1. It gives you plenty of time to think and collect yourself

Sometimes, life gives you some hard decisions or tough times. I’ve taken what is a normal car ride and turned it into a time where I can problem solve with what’s going on in my life, get any aggression or anxiety out and unwind. After all, what else are you going to do while you drive? Trust me, I’ve thought of great ideas while driving too. Plus, it’s never a bad idea to clear your mind so that you don’t have the urge to punch someone.

Make driving be a time where you aren't thinking about school or work. It really helps, once you get it down.

2.Music jam sessions

Okay, come on. Music can heal even the worst of days. Music is a safe haven of sorts, for me. You aren't just singing along with the music, you are performing. So turn up your favorite artist and sing like nobodies watching. It also gives you time to find new artists or even listen to some old CDs if you are feeling nostalgic. If you aren't a music fan, there is always more options.

3. You have more time for podcasts and audio-books

I'm a big Harry Potter fan so, audio-books are a necessity for me. Books are very relaxing and can get your mind off of the traffic. Before I commuted I had no idea what a podcast even was. I tried a few on rides and I couldn’t stop listening to them. You can download them for free the night before so, you don’t have to worry about using your data, either. Plus, there is a podcast for almost anything you can think of. Want to listen to people talk about cooking? There is plenty. Want to listen to people deeply explaining video game conspiracy theories? I’m sure there is one for that too.

4. The scenery

I know. Corn fields are only cool to look at for like 10 minutes but sometimes while I drive I must admire the scenery. There is grass, sunsets/sunrises, animals, and many other things that are truly beautiful in nature. You will find something to look at. Just don’t get too distracted.

5.You can drive anywhere you want, at any time

One complaint about dorms is that you don’t have a ride anywhere, usually. That’s where commuting comes in handy. You can drive to a close restaurant, park, coffee shop, or anything that you want to visit, really. Heck, maybe if you have a few hours open during the day, you can sign up to be an Uber driver and make some extra cash. College students always need cash.

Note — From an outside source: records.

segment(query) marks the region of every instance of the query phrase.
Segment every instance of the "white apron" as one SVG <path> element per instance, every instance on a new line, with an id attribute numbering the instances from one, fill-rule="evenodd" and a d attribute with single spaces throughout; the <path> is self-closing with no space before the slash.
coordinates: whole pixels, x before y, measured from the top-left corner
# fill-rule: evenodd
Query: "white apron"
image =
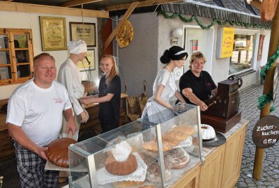
<path id="1" fill-rule="evenodd" d="M 165 86 L 160 96 L 161 98 L 165 102 L 169 102 L 169 100 L 174 95 L 177 90 L 172 72 L 169 73 L 168 70 L 162 69 L 158 73 L 153 86 L 153 96 L 147 100 L 142 112 L 142 118 L 149 116 L 149 120 L 155 123 L 165 122 L 172 118 L 172 112 L 170 110 L 166 110 L 166 107 L 154 100 L 157 88 L 160 85 Z"/>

6. Your car turns into a locker

This one is underrated. Remember having a locker in junior high? Well, your car turns into a locker and your personal closet. That way, you don’t have to carry a full load of books all day. Make some time in your schedule so that you can go back to your car and switch the books out. Just park close and well-ah! You can store pretty much anything in it, too.

7. It makes you a better planner

You will plan for how much sleep you get, how long it takes to get ready, how long to drive, and so on. You have to plan pretty much everything. I actually benefited from it in other aspects of my life, too. It made me better at planning stuff at work or even for my school, too. It makes you think ahead, in more than one aspect. This is especially true with the weather.

I'm sure that you will figure out which parking lot is the closest and best for you.I hope this helps you find some peace on your commute. It doesn’t have to be a long, agonizing, ride in the car. Make it your own.